Amna Guellali, a researcher based in Tunisia for Human Rights Watch, sympathizes with that point of view. "We see the same pattern of repression that we used to see under the Ben Ali regime. For me, that underscores the lack of social overhaul, to structurally change the security," she told The Media Line.

Ben-Ali was unpopular with his people, but scored points with liberals for keeping Islamists at bay and granting rights to women. But when Tunisians finally got to vote in free and fair elections last October, the Islamist Ennahda Party emerged as the front runner.

Ennahda now runs the country in coalition with two secular parties on an interim basis and is also taking the leading role in writing a new constitution due to be completed sometime this year. Last month, Ennahda pledged to keep intact the first article of the 1959 constitution that separates religion and state. It has also promised not to ban alcohol or impose the veil.

But conservative Muslims are not giving up. They often take to the streets with demands for such things as the imposition of Islamic (sharia) law and some activists have taken to freelance enforcement.

A television station is being sued for violating "sacred values" and "disturbing public order" by airing the animated film "Persepolis" about the 1979 Iranian revolution because it contains a scene depicting God. Manouba University has been the site of repeated clashes between liberals and Salafists, with the latter demanding an end to the campus ban on women wearing the veil.

Individual Salafists in small towns reportedly harass women for not abiding by conservative dress. In one incident a prominent secular intellectual and a newspaper editor were punched and kicked by a crowd of Salafists protesting outside a courtroom.

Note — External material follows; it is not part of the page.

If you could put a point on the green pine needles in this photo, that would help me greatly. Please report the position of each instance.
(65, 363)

"The problem is that even if it tried, and it is willing to do, Ennhahda is not capable of satisfying everybody," Belaid said. "They cannot meet the demands of the extremists of either side, but especially of the Salafists. They want to take power and push out Ennahda, which in the Salafists' eyes is a traitor."

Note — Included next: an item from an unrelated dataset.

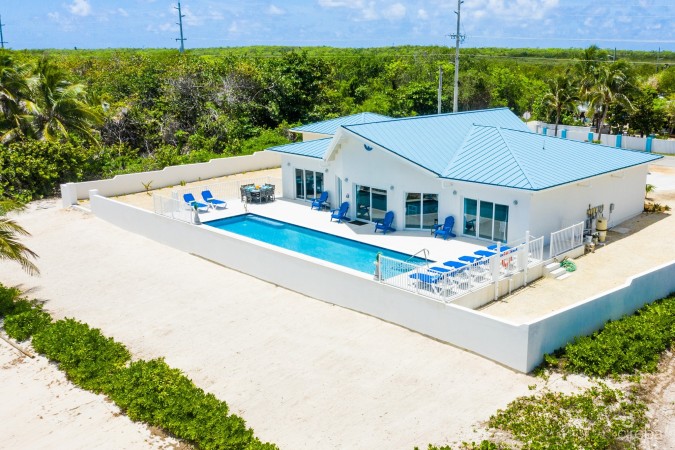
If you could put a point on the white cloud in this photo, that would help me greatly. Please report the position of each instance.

Meanwhile, Tunisia's liberals are not yet convinced that Ennahda won't cave in to at least some of the conservatives' demands, nor do they fully trust that the government will guarantee human rights.

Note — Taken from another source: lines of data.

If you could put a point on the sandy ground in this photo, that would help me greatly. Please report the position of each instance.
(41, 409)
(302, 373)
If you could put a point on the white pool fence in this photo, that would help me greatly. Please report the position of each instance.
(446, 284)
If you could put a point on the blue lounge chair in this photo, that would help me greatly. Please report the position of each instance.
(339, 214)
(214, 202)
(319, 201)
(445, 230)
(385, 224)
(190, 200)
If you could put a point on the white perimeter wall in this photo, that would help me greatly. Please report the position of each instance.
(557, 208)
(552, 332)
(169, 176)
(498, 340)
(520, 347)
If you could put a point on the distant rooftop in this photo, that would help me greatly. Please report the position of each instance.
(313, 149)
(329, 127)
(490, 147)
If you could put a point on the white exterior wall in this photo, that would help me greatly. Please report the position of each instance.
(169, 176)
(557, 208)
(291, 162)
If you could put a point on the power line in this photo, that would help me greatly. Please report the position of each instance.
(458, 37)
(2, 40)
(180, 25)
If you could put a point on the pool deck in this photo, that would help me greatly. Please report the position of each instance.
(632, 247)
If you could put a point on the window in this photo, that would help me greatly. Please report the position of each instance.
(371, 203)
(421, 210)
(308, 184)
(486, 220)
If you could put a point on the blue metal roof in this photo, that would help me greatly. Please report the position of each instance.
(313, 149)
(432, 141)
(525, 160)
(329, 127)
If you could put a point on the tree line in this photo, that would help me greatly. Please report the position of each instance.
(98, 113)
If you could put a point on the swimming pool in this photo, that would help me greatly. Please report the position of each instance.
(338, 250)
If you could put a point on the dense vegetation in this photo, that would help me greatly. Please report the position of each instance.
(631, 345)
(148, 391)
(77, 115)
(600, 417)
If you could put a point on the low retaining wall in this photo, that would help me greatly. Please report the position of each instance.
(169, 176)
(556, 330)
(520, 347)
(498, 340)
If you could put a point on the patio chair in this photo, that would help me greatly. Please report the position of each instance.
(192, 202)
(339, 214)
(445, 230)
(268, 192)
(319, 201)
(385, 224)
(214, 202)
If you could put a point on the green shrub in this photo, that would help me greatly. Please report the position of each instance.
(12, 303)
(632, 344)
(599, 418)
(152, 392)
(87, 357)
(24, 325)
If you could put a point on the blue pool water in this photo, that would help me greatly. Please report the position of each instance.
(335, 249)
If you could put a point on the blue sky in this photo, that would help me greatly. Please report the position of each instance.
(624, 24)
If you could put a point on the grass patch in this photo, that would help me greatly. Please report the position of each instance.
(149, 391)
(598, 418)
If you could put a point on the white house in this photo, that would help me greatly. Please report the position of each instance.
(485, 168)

When the Interior Ministry ordered its ban on demonstrations on Habib Bourguiba Avenue, it cited complaints from local merchants that the constant protests were disrupting traffic and business. But the order enraged the opposition, which it interpreted as a strike against freedom of expression.

"During the first phase of the transition, the political elite acted in a very smooth way. There was an attempt to use dialogue and comprise. Now, there are widening divisions in the political elite between Islamists and secularists," said Guellali of Human Rights Watch. "Each one is trying to defend its own turf, and that might lead to heightened tensions on the street."

Compounding the government's woes over the religious-secular division, Tunisia's economy is still struggling. Direct foreign investment jumped by more than a third in the first two months of this year from a year earlier, but government forecasts of the economy growing 4.5 percent have been trimmed back to 3.5 percent. Unemployment climbed to nearly 19 percent in the fourth quarter of 2011.

The tourism sector has yet to recover. Tourism Minister Elyess Fakfak said last month that the number of visitors would rise 20 percent this year, but that would be a million fewer than the record 7 million that arrived in 2010.

Ennahda can take solace in the fact that despite the noise in the street, many Tunisians continue to back the government. Opinion polls suggest that Ennahda Prime Minister Hamadi Jebali's support has grown from the 37 percent of the vote his party received in the October elections. Approval ratings for his coalition partners have also risen.